Mobilising Western Intellectual Capacity to Support Ukraine
Part 2: The Big Five Operational Problems to Solve in 2024
This is part 2 of an exploration of the mobilising of intellectual capacity this year to solve several key operational challenges faced by Ukraine on the battlefield. You can read the first part here.
Israeli futurist Yuval Harari has written that the “automation revolution will not consist of a single watershed event, after which the job market will settle into some new equilibrium. Rather, it will be a cascade of ever bigger disruptions. Old jobs will disappear, and new jobs will emerge…people will need to retrain and reinvent themselves not just once, but many times. In the 21st century they will need to establish massive re-education systems for adults.”
The same pace of change holds true with military institutions. They must constantly invest in redefining their understanding of the battlespace, and the character of modern warfare. And they must also invest in the intellectual endeavours that produce the new ideas and organisations that leverage technology and people to succeed in modern war.

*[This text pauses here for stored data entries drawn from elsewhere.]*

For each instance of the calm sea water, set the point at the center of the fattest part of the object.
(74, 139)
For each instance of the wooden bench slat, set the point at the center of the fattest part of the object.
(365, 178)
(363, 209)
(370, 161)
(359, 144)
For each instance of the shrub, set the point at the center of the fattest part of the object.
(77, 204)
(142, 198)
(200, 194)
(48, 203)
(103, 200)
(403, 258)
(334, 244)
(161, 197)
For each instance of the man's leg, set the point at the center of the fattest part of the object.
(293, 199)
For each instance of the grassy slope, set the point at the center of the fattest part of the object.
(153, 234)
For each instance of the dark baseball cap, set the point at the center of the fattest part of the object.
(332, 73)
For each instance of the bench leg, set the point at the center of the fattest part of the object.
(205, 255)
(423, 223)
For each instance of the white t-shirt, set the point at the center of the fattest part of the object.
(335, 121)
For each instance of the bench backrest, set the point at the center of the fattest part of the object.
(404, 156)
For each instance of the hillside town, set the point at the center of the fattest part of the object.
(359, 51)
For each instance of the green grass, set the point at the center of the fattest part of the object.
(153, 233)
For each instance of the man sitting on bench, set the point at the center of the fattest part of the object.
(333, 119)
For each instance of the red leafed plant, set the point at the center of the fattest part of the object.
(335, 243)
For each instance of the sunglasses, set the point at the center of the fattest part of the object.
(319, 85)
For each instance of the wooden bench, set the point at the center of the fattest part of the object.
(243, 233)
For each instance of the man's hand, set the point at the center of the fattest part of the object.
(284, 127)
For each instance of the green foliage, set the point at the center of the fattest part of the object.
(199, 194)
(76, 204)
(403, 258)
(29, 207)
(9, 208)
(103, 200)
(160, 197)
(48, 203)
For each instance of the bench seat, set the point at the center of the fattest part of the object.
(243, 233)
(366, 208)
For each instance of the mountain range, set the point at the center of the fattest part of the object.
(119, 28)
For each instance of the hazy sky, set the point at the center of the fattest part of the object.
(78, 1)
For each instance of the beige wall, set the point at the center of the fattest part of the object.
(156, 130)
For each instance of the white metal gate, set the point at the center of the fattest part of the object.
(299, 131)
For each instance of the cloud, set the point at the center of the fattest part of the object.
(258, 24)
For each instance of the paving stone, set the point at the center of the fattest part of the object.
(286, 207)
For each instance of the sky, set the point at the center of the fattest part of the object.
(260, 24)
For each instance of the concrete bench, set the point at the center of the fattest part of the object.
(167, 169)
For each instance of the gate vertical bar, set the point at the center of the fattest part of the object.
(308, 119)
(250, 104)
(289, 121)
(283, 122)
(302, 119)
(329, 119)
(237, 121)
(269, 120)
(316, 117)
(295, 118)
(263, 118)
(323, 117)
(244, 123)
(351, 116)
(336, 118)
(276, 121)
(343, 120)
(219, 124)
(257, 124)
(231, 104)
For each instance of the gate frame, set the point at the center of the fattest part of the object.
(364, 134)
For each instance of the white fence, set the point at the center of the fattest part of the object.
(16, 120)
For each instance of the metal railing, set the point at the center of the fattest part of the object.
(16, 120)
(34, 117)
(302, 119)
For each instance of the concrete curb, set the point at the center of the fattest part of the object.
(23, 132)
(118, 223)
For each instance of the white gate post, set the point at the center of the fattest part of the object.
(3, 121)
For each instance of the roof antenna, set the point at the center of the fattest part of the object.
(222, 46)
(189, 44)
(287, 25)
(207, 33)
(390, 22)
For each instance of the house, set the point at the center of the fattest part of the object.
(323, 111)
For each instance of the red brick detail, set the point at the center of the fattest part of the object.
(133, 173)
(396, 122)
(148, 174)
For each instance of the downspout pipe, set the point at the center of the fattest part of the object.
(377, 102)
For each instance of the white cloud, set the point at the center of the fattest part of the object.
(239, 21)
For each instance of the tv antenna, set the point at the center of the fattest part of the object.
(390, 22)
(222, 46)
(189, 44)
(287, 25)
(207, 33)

The past two years of war in Ukraine, as well as the new Middle East War, have resulted in considerable adaptation by nation-state military institutions like Ukraine, Russia and Israel, and by non-state terror armies such as Hamas, Hezbollah, and the Houthis. Despite this, the Ukraine War has bogged down into a strategic and tactical slog-fest because the development of new warfighting ideas has not kept pace with the introduction of new technologies.